The Foundation recommends people avoid driving if they have had two hours of sleep or less in the last 24 hours.
“While individual sleep needs vary, and stimulants, like caffeine, may trick sleep-deprived people into feeling alert, the reality is that people are definitely impaired when they have obtained two hours of sleep or less per day,” said Charles Czeisler, chairman of the National Sleep Foundation’s Drowsy Driving Consensus Workshop, in a statement.
The Foundation recommends a driver stop and rest if they display the following signs:
- Difficulty focusing, frequent blinking or heavy eyelids
- Daydreaming: wandering/disconnected thoughts
- Trouble remembering the last few miles driven, missing exits or traffic signs
- Yawning repeatedly or rubbing your eyes
- Trouble keeping your head up
- Drifting from your lane, tailgating or hitting a shoulder rumble strips
- Feeling restless and irritable
In addition to monitoring the amount of sleep, quality of sleep is also important.
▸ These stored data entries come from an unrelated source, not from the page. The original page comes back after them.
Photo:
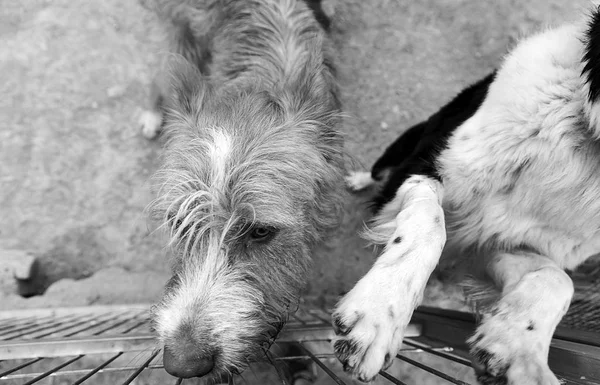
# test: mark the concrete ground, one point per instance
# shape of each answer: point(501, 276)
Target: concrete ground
point(74, 169)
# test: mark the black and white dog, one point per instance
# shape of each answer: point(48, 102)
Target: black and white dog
point(506, 177)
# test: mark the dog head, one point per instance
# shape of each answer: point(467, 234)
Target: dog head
point(250, 180)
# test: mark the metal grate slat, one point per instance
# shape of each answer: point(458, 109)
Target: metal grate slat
point(105, 337)
point(440, 353)
point(97, 369)
point(431, 370)
point(141, 368)
point(391, 379)
point(19, 367)
point(317, 361)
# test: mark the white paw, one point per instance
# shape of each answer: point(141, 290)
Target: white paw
point(359, 180)
point(150, 122)
point(510, 352)
point(370, 322)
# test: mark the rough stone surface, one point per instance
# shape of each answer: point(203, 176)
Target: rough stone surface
point(75, 170)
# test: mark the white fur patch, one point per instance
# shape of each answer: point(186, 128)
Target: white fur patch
point(220, 150)
point(511, 345)
point(150, 122)
point(510, 170)
point(359, 180)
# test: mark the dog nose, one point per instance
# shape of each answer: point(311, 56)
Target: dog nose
point(189, 363)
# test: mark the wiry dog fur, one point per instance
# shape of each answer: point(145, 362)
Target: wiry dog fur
point(251, 177)
point(513, 162)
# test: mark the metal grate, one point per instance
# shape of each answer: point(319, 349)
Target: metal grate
point(114, 345)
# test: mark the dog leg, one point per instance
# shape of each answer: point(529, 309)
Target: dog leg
point(370, 320)
point(151, 119)
point(511, 345)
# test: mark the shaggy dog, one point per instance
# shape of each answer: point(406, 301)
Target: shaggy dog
point(252, 173)
point(508, 173)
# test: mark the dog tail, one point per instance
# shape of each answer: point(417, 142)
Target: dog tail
point(591, 72)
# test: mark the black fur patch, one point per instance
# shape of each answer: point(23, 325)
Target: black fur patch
point(592, 56)
point(415, 151)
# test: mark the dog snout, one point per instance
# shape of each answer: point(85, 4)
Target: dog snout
point(187, 361)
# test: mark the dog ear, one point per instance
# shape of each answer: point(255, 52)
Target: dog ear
point(187, 88)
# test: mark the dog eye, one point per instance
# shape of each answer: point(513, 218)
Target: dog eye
point(262, 233)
“While the ideal amount of sleep that is required is not clear, insufficient or poor quality sleep has been associated with motor vehicle accidents and adverse health consequences,” says Dr. Daniel Nepomuceno, director of the Sleep Disorder Center at Advocate Good Shepherd in Barrington, Ill. “It’s not only the quantity, but also the quality of our sleep that matters.”